O último livro do eminente historiador Victor Davis Hanson, “The End of Everything” (literalmente: “O Fim de Tudo), examina as causas de colapsos civilizacionais históricos, integrando por isso alguns avisos importantes – e sinistros – para os incautos dos dias de hoje.
No famoso Discurso do Liceu de 1838, no início da sua carreira política, Abraham Lincoln alertou para a maior ameaça que a América enfrentava. O então deputado estadual do Illinois declarou:
“Devemos esperar que algum gigante militar transatlântico atravesse o oceano e nos esmague de um só golpe? Nunca! Todos os exércitos da Europa, Ásia e África juntos, com todos os tesouros da terra (excepto o nosso) no seu baú militar, com um Bonaparte como comandante, não poderiam nem em mil anos, pela força, conquistar o Ohio ou abrir caminho no Blue Ridge.”
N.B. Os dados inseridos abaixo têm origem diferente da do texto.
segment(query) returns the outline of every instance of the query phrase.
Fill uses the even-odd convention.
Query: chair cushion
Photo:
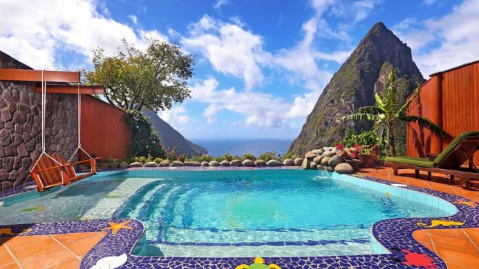
[[[384,161],[391,161],[391,163],[404,163],[420,167],[434,167],[434,162],[431,161],[426,158],[415,158],[409,157],[386,157]]]
[[[454,148],[455,148],[456,146],[460,143],[462,139],[464,139],[466,137],[472,137],[472,136],[476,136],[476,135],[479,135],[479,131],[470,131],[470,132],[463,132],[457,137],[453,141],[449,143],[449,145],[442,152],[438,155],[437,157],[434,159],[434,166],[438,165],[442,160],[447,156],[449,152],[453,151],[454,150]]]

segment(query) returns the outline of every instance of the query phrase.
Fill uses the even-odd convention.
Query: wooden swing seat
[[[39,192],[43,192],[61,184],[66,186],[96,175],[96,160],[100,159],[97,157],[75,163],[68,163],[64,157],[55,154],[51,155],[51,157],[62,165],[59,165],[48,156],[44,155],[37,163],[36,167],[38,169],[30,172],[30,175],[37,183]],[[91,172],[86,174],[77,175],[72,165],[84,163],[90,163]]]

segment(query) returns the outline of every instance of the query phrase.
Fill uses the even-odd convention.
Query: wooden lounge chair
[[[62,157],[57,155],[51,155],[51,157],[44,155],[39,159],[37,166],[37,169],[30,172],[30,175],[37,183],[39,192],[43,192],[50,188],[63,184],[68,185],[74,181],[77,181],[91,177],[97,173],[95,163],[100,158],[89,159],[87,160],[68,163]],[[54,161],[55,160],[55,161]],[[62,165],[59,165],[57,161]],[[84,163],[90,163],[91,172],[82,175],[77,175],[72,165]]]
[[[397,175],[399,169],[414,169],[416,177],[419,171],[427,171],[431,179],[433,172],[449,175],[451,183],[454,177],[461,178],[461,186],[465,189],[471,187],[471,181],[479,180],[479,168],[474,165],[472,156],[479,150],[479,131],[463,132],[457,136],[449,145],[433,161],[426,158],[408,157],[386,157],[384,165],[390,166]],[[469,168],[462,165],[469,161]]]

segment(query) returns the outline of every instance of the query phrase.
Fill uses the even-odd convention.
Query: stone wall
[[[31,69],[2,52],[0,68]],[[31,181],[30,169],[41,152],[41,97],[35,87],[35,83],[0,81],[0,191]],[[77,112],[76,94],[47,94],[47,152],[67,159],[73,153]]]

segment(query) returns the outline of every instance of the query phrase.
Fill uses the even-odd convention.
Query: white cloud
[[[215,10],[220,10],[221,7],[225,5],[229,5],[232,3],[229,0],[216,0],[216,1],[213,5],[213,8]]]
[[[169,110],[160,111],[158,116],[175,128],[179,128],[191,121],[191,118],[183,106],[173,107]]]
[[[215,70],[243,78],[246,90],[263,83],[261,66],[269,63],[271,54],[263,50],[261,36],[207,15],[191,28],[189,36],[181,39],[187,50],[199,51]]]
[[[479,1],[466,0],[439,19],[397,25],[423,74],[479,59]]]
[[[0,50],[34,68],[64,69],[58,55],[64,52],[88,62],[93,49],[100,46],[113,53],[122,39],[140,46],[146,43],[144,34],[167,39],[156,30],[115,21],[104,6],[93,0],[53,0],[48,5],[0,0]],[[85,63],[75,63],[75,68]]]

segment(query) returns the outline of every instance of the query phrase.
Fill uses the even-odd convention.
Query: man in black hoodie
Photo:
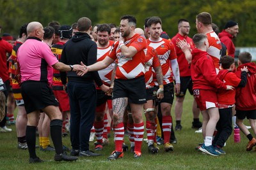
[[[92,22],[82,17],[78,20],[77,30],[72,38],[63,47],[60,60],[65,64],[75,64],[82,61],[90,66],[97,61],[97,45],[92,41],[90,32]],[[65,73],[61,73],[61,81],[67,89],[70,105],[71,155],[99,156],[89,150],[89,138],[95,118],[97,94],[95,82],[106,92],[109,87],[102,83],[97,71],[83,76],[68,72],[67,89]],[[94,82],[95,81],[95,82]]]

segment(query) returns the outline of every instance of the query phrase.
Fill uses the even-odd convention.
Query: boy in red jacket
[[[250,124],[256,135],[256,65],[252,62],[252,55],[248,52],[242,52],[238,57],[238,67],[236,74],[240,78],[240,69],[246,66],[248,69],[247,83],[243,88],[238,88],[236,92],[236,124],[249,139],[246,150],[250,151],[256,145],[253,138],[243,122],[245,117],[249,119]]]
[[[225,85],[235,87],[244,87],[247,81],[247,67],[241,67],[241,78],[238,78],[233,71],[236,69],[234,59],[231,56],[225,55],[221,59],[222,69],[217,77]],[[220,154],[225,154],[221,149],[232,132],[232,108],[236,103],[235,90],[218,90],[217,93],[219,106],[220,120],[217,123],[217,134],[213,140],[214,149]]]
[[[209,48],[207,37],[196,34],[193,37],[196,48],[190,52],[187,43],[178,42],[186,57],[192,55],[191,63],[191,78],[194,97],[203,115],[203,136],[204,143],[199,150],[212,156],[218,156],[212,145],[212,136],[219,120],[217,89],[232,90],[234,87],[225,85],[216,75],[212,58],[206,52]]]

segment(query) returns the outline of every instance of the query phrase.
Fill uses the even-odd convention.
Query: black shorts
[[[159,101],[159,103],[167,103],[172,104],[174,99],[173,87],[173,82],[164,85],[164,98]]]
[[[156,96],[157,91],[157,88],[156,87],[147,89],[147,101],[154,100],[157,98]]]
[[[236,116],[238,119],[256,119],[256,110],[236,110]]]
[[[146,85],[144,76],[130,80],[115,79],[112,99],[121,97],[128,97],[128,102],[131,103],[146,103]]]
[[[108,100],[111,99],[112,97],[111,96],[106,95],[105,92],[101,90],[97,90],[97,106],[100,106],[106,103]]]
[[[191,76],[180,77],[180,94],[176,96],[177,97],[183,97],[186,95],[187,89],[191,95],[193,95],[193,83]]]
[[[58,106],[52,90],[47,82],[26,81],[21,84],[21,94],[27,114],[49,106]]]

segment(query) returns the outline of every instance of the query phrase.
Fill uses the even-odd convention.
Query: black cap
[[[59,29],[61,38],[70,39],[72,38],[72,29],[67,25],[61,25]]]
[[[237,22],[234,22],[233,20],[229,20],[228,21],[228,22],[227,22],[226,25],[225,25],[224,29],[230,28],[237,25],[238,25]]]

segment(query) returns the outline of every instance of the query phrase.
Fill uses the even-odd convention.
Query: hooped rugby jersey
[[[173,74],[172,71],[171,60],[177,59],[177,55],[173,44],[170,40],[160,38],[157,41],[147,39],[148,45],[156,49],[158,59],[160,60],[163,84],[166,85],[173,81]],[[157,83],[154,80],[155,84]]]
[[[109,45],[105,48],[100,48],[97,47],[97,61],[101,61],[103,60],[104,59],[109,53],[109,51],[112,48],[114,41],[109,41]],[[115,62],[110,64],[106,68],[100,69],[98,71],[98,73],[100,77],[101,81],[102,83],[107,85],[110,86],[111,81],[111,74],[113,72],[113,69],[115,67]],[[97,87],[97,89],[99,89],[98,87]]]
[[[221,55],[221,43],[219,37],[214,31],[206,34],[209,42],[209,49],[207,51],[214,62],[215,67],[220,69],[220,59]]]
[[[63,49],[65,43],[64,42],[58,42],[54,44],[51,50],[52,50],[53,54],[56,57],[58,60],[60,60],[61,57],[61,53]],[[53,78],[52,78],[52,89],[53,90],[63,90],[63,85],[61,80],[60,80],[60,71],[53,69]]]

Embora os Estados Unidos fossem, nessa altura, uma nação jovem e despovoada em comparação com potências imperiais como a Grã-Bretanha ou a França, a dimensão geográfica da nação, a sua distância dos continentes europeu e asiático e a sua capacidade de repelir as forças britânicas durante a Guerra da Independência pareciam provar o carácter inatacável da república americana.
Simetricamente, os grandes vultos do Império britânico do fim do século XIX, estavam longe de imaginar, que em cinquenta anos perderiam o domínio dos mares e as colónias do seu vasto império, sobre o qual o sol nunca caía.
Quase duzentos anos depois do discurso de Lincoln e cem anos depois da queda do império vitoriano, continuam os EUA a ser uma nação de “homens livres” que “devem viver para sempre ou morrer por suicídio”? Está a civilização ocidental vulnerável perante a extinção violenta, perpetrada por potências rivais? Um novo estudo histórico do conceituado historiador Victor Davis Hanson, The End of Everything: How Wars Descend Into Annihilation, avisa que aquilo que parece inimaginável pode, dadas certas circunstâncias, tornar-se inevitável.
Estudos de caso sobre o colapso de grandes civilizações.
Hanson, membro sénior de História Militar e Clássica na Hoover Institution da Universidade de Stanford, autor de inúmeros livros aclamados e um dos mais proeminentes pensadores do conservadorismo americano contemporâneo, apresenta quatro exemplos de colapsos inesperados de civilizações ao longo de quase dois milénios de história: Tebas clássica, Cartago púnica, Constantinopla bizantina e os astecas de Tenochtitlan. Em todos os casos, a civilização foi destruída por uma guerra abrupta centrada num centro cultural, político, religioso ou social que resultou no desaparecimento do governo desse Estado, no arrasar das suas infra-estruturas e na morte, escravidão e dispersão da maior parte da população.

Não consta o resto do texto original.